= Koalemos =

Mythological character

It's commonly believed that, in Greek mythology, Koalemos (Ancient Greek: κοάλεμος, Classical Latin: Coalemus) is the deity or daemon of stupidity, found in a play by Aristophanes and a book by Plutarch.

An ancient, unsupported false etymology derives κοάλεμος from κοέω (koeō) meaning "to perceive" and ἡλεός (ēleos) meaning "distraught, crazed".

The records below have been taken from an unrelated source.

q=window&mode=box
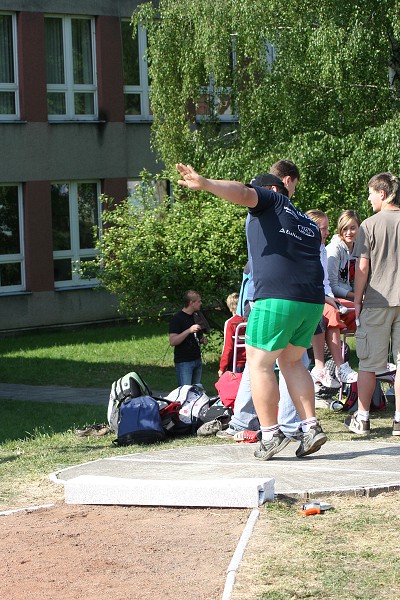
[0,12,19,119]
[196,35,238,122]
[127,179,169,212]
[51,181,101,287]
[0,184,24,292]
[45,15,97,120]
[121,20,150,120]
[195,38,275,122]
[197,76,235,121]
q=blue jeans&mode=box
[229,362,259,431]
[278,352,309,437]
[175,358,202,386]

== Aristophanes' The Knights ==
In The Knights, a satirical play written by Athenian comic playwright Aristophanes, Demosthenes converses with a sausage seller, saying, "...Continue doing exactly what you do: mix public affairs, and always win the people with flattering words. The other things are most fitting for a demagogue: you have a foul voice, you have a perverse nature, and you are of the market. Inhabiting you are all things necessary for polity. The oracles are in your favor, even that of Delphi; but crown and libate Koalemos"

Many translations add "the god of stupidity" to the near-end of this obviously satirical speech by Demosthenes, but such is not found within the original Greek text.

== Plutarch's Life of Cimon ==
In Life of Cimon, Greek philosopher Plutarch writes, "...He (Cimon) had the bad name of being dissolute and bibulous, and of taking after his grandfather (Cimon Coalemus), who, they say, because of his simplicity, was dubbed Coalemus (the Stupid-One)..."

Here, Koalemos is a nickname referring to the grandfather of Cimon, whose name was also Cimon. There is no indication given by Plutarch that Koalemos refers to a deity or daemon.